I will attach a syslog trace of a DHCP transaction, including both syslog
events by dhcpd and netfilter. (Note that the client machine had not been
connected to the LAN since the last server reboot, so no ESTABLISHED, RELATED
relationship should exist for that machine/port.) The log file is called
In the syslog, it shows that dhcpd processed the DHCPDISCOVER packet before
iptables did, but I don't know whether to chalk that up to the uncertainty of
two different processes writing to the log file at nearly the same time...
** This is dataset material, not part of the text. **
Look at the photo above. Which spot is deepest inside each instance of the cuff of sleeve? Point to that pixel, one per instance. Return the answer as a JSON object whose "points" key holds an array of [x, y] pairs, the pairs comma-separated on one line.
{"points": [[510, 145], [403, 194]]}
To be perfectly crystal clear, I manually added the following rule to the
beginning of the INPUT chain to drop all incoming UDP traffic on port 67
iptables -I INPUT 1 -p udp --dport 67 -j DROP
Once again, connecting a system to the LAN produced another syslog trace, which
I will attach as iptables-trace2.txt. This trace shows that netfilter
terminates the trace at the first INPUT rule (i.e., the DROP rule), and then
shows that dhcpd sees the packet and responds to it.
Because the port 67 DROP rule was a newly added rule, its packet counter was 0
when I added it. Immediately upon connecting the client to the network, the
DROP rule packet counter incremented to 1.
Note that during the above-mentioned experiments, the network was controlled so
that no client machines other than my test machines were present.
I think that this conclusively proves that iptables intended to/did drop the
packets incoming on eth1 to broadcast port 67. However, those packets were
delivered to dhcpd anyway.
1) The DROP mechanism is somehow broken. Note that previous nmap scans have
shown what I expected to see, so I do not know if this is somehow limited to
DHCP packets, or perhaps to broadcast...
2) dhcpd somehow gets a copy of the packet before iptables/netfilter processes
it. Prior to today, I would not have thought this possible.